Estimated prevalence
There was a wide range of prevalence estimates reported in the manuscripts (table 3): Japanese: one in 16 400 [23]; Swedish: one in 10 000 [24]; South Asian (Pakistani and Bangladeshi) in Bradford, UK: one in 2265 [27]; Israeli (Jewish and non-Jewish): one in 54 000 [25]; and Swiss: one in 63 000 [26]. A European estimate based on the combined national PCD registries (i.e. Cyprus, Norway, Denmark, Switzerland) was three to seven in 100 000 (for children age 0–19 years) and 0.2 to six in 100 000 (for adults) [15]. Another European prevalence estimate, based on countries that had a >60% response rate from surveyed institutions, was ∼14.8 in 1 000 000 (for children age 5–14 years) [5]. The study using the Invitae and GnomAD genetic databases estimated the global prevalence to be one in 7554 [22].
Discussion
The initial pilot search was conducted in PubMed and consisted of (“primary ciliary dyskinesia” OR “PCD” OR “ciliopathy” OR “Kartagener's syndrome” OR “immotile cilia syndrome”) AND (“prevalence” OR “incidence” OR “frequency”). This search strategy found numerous articles, with the majority referencing other papers, and most notably no scoping or systematic reviews were found. The most recently published manuscript estimating PCD global prevalence suggested that the core PCD prevalence studies could be distilled down to four articles, and noted the limitations of these articles [22]. In our scoping review, we found an additional four articles that provided prevalence estimates when using a more comprehensive search strategy (supplemental table S3) and one additional article based on the references of the included articles. We excluded the two articles by Torgersen [28, 29] because they were not estimating the prevalence of PCD but rather the prevalence of laterality defects. This highlights the value of conducting a well-designed scoping review that systematically searches all available medical literature databases.
Seven of the eight articles were epidemiological studies that provided prevalence estimates for a specific geographical region (e.g. city, country or continent).

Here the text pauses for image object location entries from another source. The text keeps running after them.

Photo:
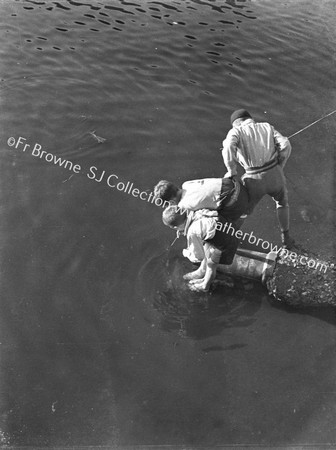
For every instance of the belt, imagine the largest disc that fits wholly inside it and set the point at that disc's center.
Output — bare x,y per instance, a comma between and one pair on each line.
231,198
269,165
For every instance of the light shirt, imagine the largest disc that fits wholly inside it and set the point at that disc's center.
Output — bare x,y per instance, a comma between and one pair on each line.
253,144
200,226
198,194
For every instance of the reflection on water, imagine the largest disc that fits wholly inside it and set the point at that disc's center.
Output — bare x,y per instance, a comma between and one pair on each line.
190,314
97,325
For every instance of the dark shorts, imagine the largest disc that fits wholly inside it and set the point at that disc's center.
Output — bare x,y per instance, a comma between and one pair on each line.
225,241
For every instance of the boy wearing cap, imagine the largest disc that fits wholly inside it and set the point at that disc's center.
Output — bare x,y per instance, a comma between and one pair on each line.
263,152
215,235
228,196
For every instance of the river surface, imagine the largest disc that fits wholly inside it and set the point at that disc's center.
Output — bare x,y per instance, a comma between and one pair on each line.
102,344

The regional prevalence estimates were from Bradford (a district in the UK), Sweden, Japan, Israel, Switzerland, and combinations of European countries. The estimates were one in 2265 (Bradford, UK), one in 10 000 (Sweden), one in 16 400 (Japan), one in 54 000 (Israel), one in 63 000 (Switzerland), 14.8 in 1 000 000 (European children 5–14 years old), three to seven in 100 000 (European children 0–19 years old) and 0.2 to six in 100 000 (European adults) [5, 15, 23–27]. The large variation in the prevalence estimates may be, in part, due to differences in the geographical regions and time periods when the studies were conducted, given that this would impact the study population and case definitions. For example, the estimated prevalence may be higher [30] in geographical regions that have isolated communities, founder mutations or higher rates of consanguinity [25, 27] (e.g. RSPH4A in Puerto Rico [31, 32], CCDC114 in Volendam, the Netherlands [33] or DNAH5 variant in Amish communities [34]). Additionally, over time the case definition for PCD has evolved from a syndrome (e.g. Kartagener's syndrome) to confirmatory diagnostic testing. Conceivably, earlier studies may not have included individuals with PCD, particularly those with subclinical or uncommon clinical manifestations. But there are also other limitations to the study designs.

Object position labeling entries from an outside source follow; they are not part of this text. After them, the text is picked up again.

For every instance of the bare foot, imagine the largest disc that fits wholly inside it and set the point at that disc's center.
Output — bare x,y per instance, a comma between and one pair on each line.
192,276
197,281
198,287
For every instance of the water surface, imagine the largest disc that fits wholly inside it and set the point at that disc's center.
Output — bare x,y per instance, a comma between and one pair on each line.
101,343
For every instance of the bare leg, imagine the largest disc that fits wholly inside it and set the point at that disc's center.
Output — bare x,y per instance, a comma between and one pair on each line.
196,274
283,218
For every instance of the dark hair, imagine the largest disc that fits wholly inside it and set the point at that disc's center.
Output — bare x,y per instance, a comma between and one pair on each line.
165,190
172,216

The earliest study, by Katsuhara et al. in 1972 [23], was based on a Japanese population. They used clinical records of 16 566 individuals from the Adult Health Study and Atomic Bomb Casualty Commission registries in Hiroshima and Nagasaki, Japan. They assumed that this fixed study population was a representative sample of the Japanese population, used a limited case definition (Kartagener's syndrome, which represents a subset of PCD patients) and estimated the prevalence based on the presence of SIT and chest X-ray evidence of bronchiectasis. There was no confirmatory diagnostic testing (specifically no nNO, TEM or genetic testing) available at the time. This study is likely to have severely underestimated the prevalence for several reasons. First, the presence of SIT in PCD occurs in ∼50% of PCD patients [35]. Second, the gold standard for diagnosing bronchiectasis is chest computed tomography, because chest X-ray is known to be insensitive to early or mild cases of bronchiectasis [36, 37]. Third, the case definition for PCD is limited and incomplete, and without any confirmatory diagnostic testing. Finally, there are likely systematic differences between the study population, who were survivors of the atomic bomb, compared to the rest of Japan.
The next study, chronologically, was by Afzelius and Stenram in 2006 [24] using a Swedish registry. The prevalence estimates were based on the national cohort registry of known PCD patients. They calculated prevalence using the number of new PCD patients diagnosed in a given time period. For example, they reported a prevalence of one in 22 000 for 1976–1990 versus one in 11 000 based on the number of cases identified in three specific years (i.e. 1976, 1979 and 1982), where they saw increased numbers of children diagnosed with PCD. The authors recognised that these prevalence calculations were likely conservative and suggested that the true prevalence was around one in 10 000 [24]. Similar to the first study, there were notable limitations: 1) lacking a case definition for PCD, 2) no details about confirmatory diagnostic testing, 3) using the misnomer “immotile ciliary syndrome”, 4) unorthodox use of time periods and 5) no central referral PCD centre or network.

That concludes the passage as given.